Gordon watched them go. He was impressed by the calm directness of Vicky’s intervention, and he felt a quiver of renewed love for her as she led Darcy out of sight into the house. And at the same time, as if some subconscious recognition swam towards the surface of his mind, a question formed in his head.
Janice began to collect the plates and Gordon bent to pick up the broken pieces of glass. The others pushed back their chairs, feeling the release of tension. A buzz of concern centred on Hannah.
‘I’m sorry,’ she said to Gordon. ‘We shouldn’t have come. Only he wanted to, and he isn’t stoppable when he wants something.’ She spread her hands helplessly.
‘How is he?’ Michael asked. The others were quiet, deferring to his superior medical insights.
Hannah hesitated. ‘Well … perhaps if I could talk to you about it, some time …’

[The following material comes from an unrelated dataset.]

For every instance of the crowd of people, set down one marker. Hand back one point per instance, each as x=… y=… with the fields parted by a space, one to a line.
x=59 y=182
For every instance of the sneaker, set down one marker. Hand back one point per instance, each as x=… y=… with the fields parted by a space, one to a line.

Their eyes met again, mutely signalling to each other, I must see you, I need you.
Gordon was prompt. ‘If you want to have a quick chat, if you think Mike can help, why don’t you go in there, in my study?’
There were French windows, open on the garden, on the other side of the house from the kitchen. Hannah nodded.
‘I’d be grateful. That’s if you don’t mind, Michael? I’m sorry the evening’s ruined.’
Marcelle held herself still, listening to the rushing sound her blood made in her ears.
With the yellow linen shirt brushing against his sleeve, Michael walked with Hannah into the house.